Peringatan Santo Yosafat
Ia menumpahkan darahnya untuk Gereja Universal
Pembacaan dari Ensiklik ECCLESIAM DEI dari Paus Pius XI
yang dikeluarkan pada peringatan tiga abad St. Yosafat dimartir
Tuhan mendirikan Gereja sesuai dengan rencana ilahi-Nya yang bijaksana. Pada kepenuhan masa, Gereja menjadi seperti keluarga yang amat besar, meliputi seluruh umat manusia. Ada juga ciri-ciri lainnya di antaranya universalitas dan kesatuan merupakan yang paling menyolok.
Kristus Tuhan kita menerima dari Bapa-Nya suatu tugas perutusan untuk seluruh dunia, dan sesuai dengan itu, Ia menugaskan rasul-rasul-Nya, dan hanya mereka saja, sewaktu Ia berkata, “Kepada-Ku telah diberikan segala kuasa di surga dan di bumi. Karena itu pergilah, jadikanlah semua bangsa murid-Ku.” Kehendak-Nya jugalah, agar dewan para rasul merupakan kesatuan yang erat.

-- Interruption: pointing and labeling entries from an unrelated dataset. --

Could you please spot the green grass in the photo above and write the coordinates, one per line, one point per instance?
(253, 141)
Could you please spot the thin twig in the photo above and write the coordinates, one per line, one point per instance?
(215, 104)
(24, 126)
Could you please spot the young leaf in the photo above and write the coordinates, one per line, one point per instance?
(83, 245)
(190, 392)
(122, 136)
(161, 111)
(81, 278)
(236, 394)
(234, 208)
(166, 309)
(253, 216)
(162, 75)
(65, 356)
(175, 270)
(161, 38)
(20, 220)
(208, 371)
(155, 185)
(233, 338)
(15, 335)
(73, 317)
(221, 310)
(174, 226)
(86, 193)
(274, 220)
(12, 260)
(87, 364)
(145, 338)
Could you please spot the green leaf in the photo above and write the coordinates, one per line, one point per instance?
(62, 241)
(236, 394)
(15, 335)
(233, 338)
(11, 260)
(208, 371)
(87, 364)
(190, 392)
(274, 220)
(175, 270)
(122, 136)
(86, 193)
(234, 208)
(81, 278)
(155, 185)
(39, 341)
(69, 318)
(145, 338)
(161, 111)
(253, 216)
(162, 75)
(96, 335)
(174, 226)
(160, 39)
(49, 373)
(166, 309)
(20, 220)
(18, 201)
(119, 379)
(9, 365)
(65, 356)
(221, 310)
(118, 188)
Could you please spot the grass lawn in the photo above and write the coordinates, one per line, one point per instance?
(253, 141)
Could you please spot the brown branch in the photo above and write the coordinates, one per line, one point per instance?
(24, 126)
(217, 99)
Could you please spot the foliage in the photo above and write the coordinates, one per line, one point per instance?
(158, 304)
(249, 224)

Kesatuan ini harus diperkuat dengan dua ikatan: Di dalam kodratnya, dengan iman yang sama dan cinta yang dicurahkan oleh Roh Kudus dalam hati kita. Dari luar: Kristus menjadi pemersatunya, ketika Ia menentukan peraturan satu orang menguasai seluruh tubuh, dengan menyerahkan pimpinan para rasul kepada Petrus. Kemudian Petrus menjadi dasar kesatuan tetap yang dapat dilihat.
Untuk menjamin kekuatan yanag bertahan dalam kesatuan dan keselarasan, Tuhan, dalam penyelenggaraan-Nya yang meliputi segalanya, menambahkan unsur kesucian dan kemartiran sebagai tanda.
Dengan pemikiran-pemikiran ini kita mulai melihat, betapa besar pujian harus disampaikan kepada kebesaran Uskup Agung Polock: Yosafat. Ia termasuk Gereja Timur dengan ritus Slavia, dan telah selayaknya kita mengakui dia sebagai kemuliaan dan perlindungan bagi umat Slavia Timur. Hampir tidak ada orang, yang memberikan kehormatan dan kebahagiaan kepada mereka melebihi Yosafat, gembala dan rasul mereka, khususnya karena ia menyerahkan hidupnya sebagai martir demi kesatuan Gereja.
Dalam usahanya untuk memulihkan kesatuan tentulah ia dibimbing oleh naluri suci untuk menyadari, betapa hasil baik toh dapat ia capai dengan mempertahankan penggunaan ritus Slavia di dalam Gereja Universal, dan peraturan Santo Basilius dalam kehidupan para rahib. Terutama ia mencurahkan tenaganya untuk kesatuan orang beriman-sebangsanya dengan Takhta Suci. Di mana-mana ia mengusahakan sarana untuk memajukan dan memperkokoh kesatuan itu, khususnya dengan menerbitkan buku-buku liturgi, yang pernah dipakai dalam Gereja Timur dan bahkan di antara orang Kristen yang terpisah, sesuai dengan pedoman Bapa Suci.
Setelah persiapan serba teliti ini ia mulai berkarya, memulihkan persatuan. Ia bertindak dengan kekuatan dan keyakinan, dan dengan hasil begitu besar, hingga oleh para musuhnya sendiri ia disebut “perampas jiwa-jiwa.”